Nous partageons la préoccupation des initiants: les entreprises suisses doivent respecter l’environnement et les droits humains. Mais nous ne sommes pas d’accord sur les moyens. Les entreprises agissent déjà de façon très responsable et abordent les problèmes de manière constructive. Nous pensons qu’il est plus facile de trouver des solutions à travers le dialogue qu’à travers des plaintes déposées devant un tribunal.
Si l’initiative est rejetée, le contre-projet entrerait automatiquement en vigueur et il ferait aussi progresser la cause des initiants, sans pour autant introduire des risques pour des comportements de tiers que les entreprises suisses ne peuvent pas forcément maîtriser.
Le contre-projet introduit de nouveaux devoirs de diligence ainsi qu’une obligation de transparence dans plusieurs domaines. Il s’agit d’une législation moderne et contraignante qui ferait de la Suisse un pays pionnier.
«Le contre-projet est une législation moderne et contraignante qui ferait de la Suisse un pays pionnier.»
Avez-vous deux exemples concrets de dispositifs mis en place par des entreprises suisses pour faire preuve de plus de responsabilité à l’étranger?
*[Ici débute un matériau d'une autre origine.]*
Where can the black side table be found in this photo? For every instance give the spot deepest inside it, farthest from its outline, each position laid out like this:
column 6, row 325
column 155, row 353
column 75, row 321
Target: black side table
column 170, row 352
Les entreprises suisses sont très actives dans le monde entier, par exemple pour éradiquer le travail des enfants dans la culture du cacao ou en prenant des mesures en collaboration avec des ONG locales ou des raffineurs d’or pour assurer le respect des droits de l’homme dans certaines mines artisanales.
En l’absence de mesures contraignantes, ne pensez-vous pas qu’il y aura toujours des entreprises qui préféreront faire un maximum de profit et fermer les yeux sur les destructions environnementales ainsi que les violations des droits humains?
Les entreprises suisses n’opèrent pas dans un vide juridique. Une société active à l’étranger doit respecter la législation contraignante de ce pays ainsi que les obligations internationales. Si, par exemple, une entreprise suisse viole la législation indienne, elle devra se justifier devant les tribunaux indiens.
En suivant la logique de l’initiative, nous avons l’arrogance de prétendre que le droit suisse et les tribunaux suisses devraient avoir le dessus sur la législation locale. Alors que les autres pays sont tout autant souverains que nous.